Early elections will take place Friday after the death of President Ebrahim Raïssi in a helicopter accident in May. The next presidential election was scheduled for 2025.
Hashemi was one of Raisi’s vice-presidents. He ran in the 2021 presidential election and received less than a million votes, placing in last place.
Al Jazeera’s Zeina Khodr said from Tehran that Hashemi’s decision to step down does little to unify the conservative camp, which remains divided as two hardliners – former nuclear negotiator Saeed Jalili and Parliament Speaker Mohammad Bagher Ghalibaf – are fighting for the same bloc. .
It was expected that one would step aside to support the other, Khodr said, “but that didn’t happen.”
Conservatives Ghalibaf and Jalili stand out as favorites.
Ghalibaf, a former commander of the Islamic Revolutionary Guard Corps (IRGC) air force, served as parliament speaker for four years, mayor of Tehran from 2005 to 2017, and police chief before that. He ran for president in 2005, 2013 and 2017, before stepping down in favor of Raïssi.
Jalili, who is the direct representative of Supreme Leader Ayatollah Ali Khamenei in the country’s Supreme National Security Council, withdrew from the 2021 elections in favor of Raisi, who won virtually uncontested.
The lone reformer, Masoud Pezeshkian, a heart surgeon, joined forces with the former administration of relatively moderate President Hassan Rouhani, who sealed the 2015 Iran nuclear deal with world powers.
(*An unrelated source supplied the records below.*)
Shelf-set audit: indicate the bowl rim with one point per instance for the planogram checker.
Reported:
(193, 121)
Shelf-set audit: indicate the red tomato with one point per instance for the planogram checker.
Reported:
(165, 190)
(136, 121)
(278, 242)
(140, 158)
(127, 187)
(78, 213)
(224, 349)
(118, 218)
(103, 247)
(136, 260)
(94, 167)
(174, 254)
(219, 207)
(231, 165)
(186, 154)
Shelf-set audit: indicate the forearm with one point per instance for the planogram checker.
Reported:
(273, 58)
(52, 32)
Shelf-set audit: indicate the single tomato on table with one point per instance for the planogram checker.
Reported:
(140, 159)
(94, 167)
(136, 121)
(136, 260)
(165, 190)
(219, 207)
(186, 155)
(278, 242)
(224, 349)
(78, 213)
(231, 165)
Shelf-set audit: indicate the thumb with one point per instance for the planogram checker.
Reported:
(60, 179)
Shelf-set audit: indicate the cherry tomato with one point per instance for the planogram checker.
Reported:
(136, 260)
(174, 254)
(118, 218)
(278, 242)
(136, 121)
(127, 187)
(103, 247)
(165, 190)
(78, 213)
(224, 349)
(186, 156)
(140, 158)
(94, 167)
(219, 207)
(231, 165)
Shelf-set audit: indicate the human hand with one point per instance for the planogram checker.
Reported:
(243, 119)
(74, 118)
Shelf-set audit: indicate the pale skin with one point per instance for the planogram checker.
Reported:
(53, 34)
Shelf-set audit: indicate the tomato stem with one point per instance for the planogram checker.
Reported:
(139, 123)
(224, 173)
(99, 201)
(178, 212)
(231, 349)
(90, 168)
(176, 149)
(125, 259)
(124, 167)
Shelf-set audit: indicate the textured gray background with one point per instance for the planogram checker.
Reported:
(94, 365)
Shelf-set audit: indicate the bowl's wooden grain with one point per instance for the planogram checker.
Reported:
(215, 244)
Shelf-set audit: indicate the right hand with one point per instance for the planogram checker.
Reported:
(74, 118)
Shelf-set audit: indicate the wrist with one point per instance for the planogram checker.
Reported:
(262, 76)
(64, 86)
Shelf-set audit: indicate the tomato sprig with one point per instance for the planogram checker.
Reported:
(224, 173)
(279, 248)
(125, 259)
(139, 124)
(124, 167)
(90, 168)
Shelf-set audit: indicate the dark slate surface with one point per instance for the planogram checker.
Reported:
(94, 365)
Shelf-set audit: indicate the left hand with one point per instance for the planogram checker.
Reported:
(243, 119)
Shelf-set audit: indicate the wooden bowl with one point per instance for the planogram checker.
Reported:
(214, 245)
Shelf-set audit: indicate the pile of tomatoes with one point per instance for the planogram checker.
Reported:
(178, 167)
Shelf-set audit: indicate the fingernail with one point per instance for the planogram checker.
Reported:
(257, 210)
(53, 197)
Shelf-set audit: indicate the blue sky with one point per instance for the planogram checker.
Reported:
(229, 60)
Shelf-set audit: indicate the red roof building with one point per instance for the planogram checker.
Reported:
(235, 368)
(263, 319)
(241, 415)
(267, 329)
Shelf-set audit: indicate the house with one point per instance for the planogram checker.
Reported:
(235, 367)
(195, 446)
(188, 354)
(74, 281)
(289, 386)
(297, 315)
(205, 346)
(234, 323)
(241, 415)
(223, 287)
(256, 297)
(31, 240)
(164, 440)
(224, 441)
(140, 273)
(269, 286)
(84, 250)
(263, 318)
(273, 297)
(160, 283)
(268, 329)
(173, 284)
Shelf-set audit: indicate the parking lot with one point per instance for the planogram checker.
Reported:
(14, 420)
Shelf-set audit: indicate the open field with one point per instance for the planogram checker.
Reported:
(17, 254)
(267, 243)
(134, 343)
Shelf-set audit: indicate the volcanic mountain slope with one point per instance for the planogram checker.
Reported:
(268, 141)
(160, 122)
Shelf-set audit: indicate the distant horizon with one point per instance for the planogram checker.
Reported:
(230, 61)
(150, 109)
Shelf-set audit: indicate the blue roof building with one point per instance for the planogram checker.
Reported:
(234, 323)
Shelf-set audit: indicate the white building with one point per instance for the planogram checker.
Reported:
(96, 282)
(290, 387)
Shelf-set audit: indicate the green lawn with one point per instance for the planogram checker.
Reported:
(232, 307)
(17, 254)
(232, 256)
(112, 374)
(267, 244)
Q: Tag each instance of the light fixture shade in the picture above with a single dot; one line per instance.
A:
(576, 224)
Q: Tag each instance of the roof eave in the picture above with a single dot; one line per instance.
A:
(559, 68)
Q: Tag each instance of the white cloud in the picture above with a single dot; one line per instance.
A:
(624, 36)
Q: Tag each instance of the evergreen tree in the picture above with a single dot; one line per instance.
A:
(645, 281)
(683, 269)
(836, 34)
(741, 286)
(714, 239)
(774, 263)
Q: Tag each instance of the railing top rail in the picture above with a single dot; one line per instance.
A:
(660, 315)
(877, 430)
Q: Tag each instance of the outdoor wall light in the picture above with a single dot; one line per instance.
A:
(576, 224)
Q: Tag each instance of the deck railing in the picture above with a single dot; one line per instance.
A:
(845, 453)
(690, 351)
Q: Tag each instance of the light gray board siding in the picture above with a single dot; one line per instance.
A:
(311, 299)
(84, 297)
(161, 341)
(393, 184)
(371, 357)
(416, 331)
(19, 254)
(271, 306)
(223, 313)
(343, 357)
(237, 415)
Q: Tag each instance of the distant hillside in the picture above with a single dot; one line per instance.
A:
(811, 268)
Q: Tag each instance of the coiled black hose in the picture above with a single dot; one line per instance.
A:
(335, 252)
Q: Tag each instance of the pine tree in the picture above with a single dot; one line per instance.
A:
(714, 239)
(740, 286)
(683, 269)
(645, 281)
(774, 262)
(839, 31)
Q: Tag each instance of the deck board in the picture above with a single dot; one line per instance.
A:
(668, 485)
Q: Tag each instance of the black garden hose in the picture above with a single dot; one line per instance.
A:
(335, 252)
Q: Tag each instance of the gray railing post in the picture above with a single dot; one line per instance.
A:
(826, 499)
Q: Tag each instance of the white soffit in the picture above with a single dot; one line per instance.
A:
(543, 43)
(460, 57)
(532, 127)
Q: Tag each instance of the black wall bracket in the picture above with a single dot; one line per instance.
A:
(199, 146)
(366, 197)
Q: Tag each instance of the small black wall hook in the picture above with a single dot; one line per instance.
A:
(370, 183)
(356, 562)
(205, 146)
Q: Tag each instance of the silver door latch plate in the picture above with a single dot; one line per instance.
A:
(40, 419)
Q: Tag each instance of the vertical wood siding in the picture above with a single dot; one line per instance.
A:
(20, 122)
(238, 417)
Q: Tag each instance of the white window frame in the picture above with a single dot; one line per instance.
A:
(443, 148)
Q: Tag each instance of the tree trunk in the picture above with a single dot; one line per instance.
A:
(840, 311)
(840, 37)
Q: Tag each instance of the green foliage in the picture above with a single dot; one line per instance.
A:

Khamenei has called in recent days for a “maximum” participation rate in the vote.
Khodr noted that Pezeshkian still had a chance to win, “but it will all depend on the turnout, and what we saw in previous elections is that there were a record number of people going to the polls vote”.
After the promise nearly a decade ago of an Iran nuclear deal that opened the country to the rest of the world, Iranians face the burden of high inflation, crushing economic sanctions and a Middle East. more uncertain, amid Israel’s war against Gaza and Iran. first direct attack on Israel in April.